5. February – 19. March 2006
The abbreviation NB stands for the exhibition series of the same name first mounted by the Bundesamt für Kultur in 1997 based on the two Swiss studio grants to New York and Berlin. Before these prestigious grants fell victim to the Bund's savings measures last year, Anna Amadio (*1960) and Vittorio Santoro (*1962) were the last to be able to benefit from them. They both lived and worked for a year in New York, respectively, Berlin. They have since returned to Switzerland and are now presenting new works at the Kunstmuseum Thun.

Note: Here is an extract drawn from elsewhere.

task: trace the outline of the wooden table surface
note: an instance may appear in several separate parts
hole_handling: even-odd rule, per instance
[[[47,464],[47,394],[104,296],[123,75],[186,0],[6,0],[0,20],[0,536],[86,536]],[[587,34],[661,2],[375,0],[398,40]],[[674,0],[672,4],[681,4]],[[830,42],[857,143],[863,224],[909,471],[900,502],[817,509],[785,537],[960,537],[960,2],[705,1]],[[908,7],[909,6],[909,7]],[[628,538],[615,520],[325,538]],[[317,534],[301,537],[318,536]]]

Under the Title “One Corner More” Anna Amadio is showing her latest large-format drawings using the frottage technique and has also developed a three-dimensional work specially for the rooms at the museum. The artist, who lives in Basel and Cologne, is known for her drawings and her expansive installations, which were initially conceived as transparent inflatable objects. Today, she mainly works with a vacuum technique whereby the air is sucked out of over-sized plastic tarpaulins so that the struture of the bodies beneath are outlined.

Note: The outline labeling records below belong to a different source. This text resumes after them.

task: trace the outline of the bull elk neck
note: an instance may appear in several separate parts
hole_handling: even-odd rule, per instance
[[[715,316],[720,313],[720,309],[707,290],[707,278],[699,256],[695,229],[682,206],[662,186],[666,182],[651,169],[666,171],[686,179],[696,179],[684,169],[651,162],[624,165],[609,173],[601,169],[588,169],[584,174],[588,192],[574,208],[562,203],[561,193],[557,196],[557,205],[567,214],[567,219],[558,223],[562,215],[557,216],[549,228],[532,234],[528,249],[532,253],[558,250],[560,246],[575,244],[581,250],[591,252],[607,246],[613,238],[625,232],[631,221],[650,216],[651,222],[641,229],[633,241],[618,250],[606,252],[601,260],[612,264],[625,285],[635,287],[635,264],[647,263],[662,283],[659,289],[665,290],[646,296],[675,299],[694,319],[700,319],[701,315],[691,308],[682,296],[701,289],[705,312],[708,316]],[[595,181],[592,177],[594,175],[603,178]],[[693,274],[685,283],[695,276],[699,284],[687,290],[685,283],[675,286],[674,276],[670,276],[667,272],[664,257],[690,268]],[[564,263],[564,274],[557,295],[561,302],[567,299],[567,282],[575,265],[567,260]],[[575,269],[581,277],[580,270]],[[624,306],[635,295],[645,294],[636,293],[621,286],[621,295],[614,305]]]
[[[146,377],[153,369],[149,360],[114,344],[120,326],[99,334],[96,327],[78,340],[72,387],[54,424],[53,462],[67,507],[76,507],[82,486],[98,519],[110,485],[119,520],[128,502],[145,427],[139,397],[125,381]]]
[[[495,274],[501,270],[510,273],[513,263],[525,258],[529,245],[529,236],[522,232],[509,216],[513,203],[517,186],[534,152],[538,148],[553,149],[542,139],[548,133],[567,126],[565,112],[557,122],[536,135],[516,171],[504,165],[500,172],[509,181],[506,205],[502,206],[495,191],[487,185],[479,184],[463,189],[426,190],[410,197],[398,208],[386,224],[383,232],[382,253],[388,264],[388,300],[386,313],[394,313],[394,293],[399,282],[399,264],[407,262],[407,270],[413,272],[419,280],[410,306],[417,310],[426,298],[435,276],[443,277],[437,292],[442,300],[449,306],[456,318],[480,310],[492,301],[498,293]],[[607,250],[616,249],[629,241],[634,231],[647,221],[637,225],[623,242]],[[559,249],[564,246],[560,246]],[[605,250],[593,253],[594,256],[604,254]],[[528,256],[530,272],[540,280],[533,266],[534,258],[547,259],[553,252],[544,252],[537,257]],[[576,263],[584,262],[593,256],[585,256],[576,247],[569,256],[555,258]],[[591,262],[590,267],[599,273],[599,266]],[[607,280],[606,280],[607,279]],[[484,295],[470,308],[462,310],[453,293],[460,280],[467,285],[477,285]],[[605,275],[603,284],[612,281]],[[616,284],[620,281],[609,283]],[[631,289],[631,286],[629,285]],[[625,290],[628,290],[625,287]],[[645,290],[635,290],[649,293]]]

In the case of the works which the artist is presenting in Thun, she was inspired by house facades, open-plan offices and the hustle and bustle on the streets of New York. Both in her drawings and in her installation Anna Amadio has had recourse to the architectural structures of the metropolis. Among the coloured lines of her drawings On the two corners 1-7 (2005) we find figures, rows f houses and street corners. With her vacuum sculpture Lips Inc. (2006) Amadio develops an urban landscape based on the working cubicles of an open-plan office. Beneath the "vacuumed" plastic coverings, the standardised office furniture gives rise to an architectonic space, somewhere between standardised blocks of houses and individual mark.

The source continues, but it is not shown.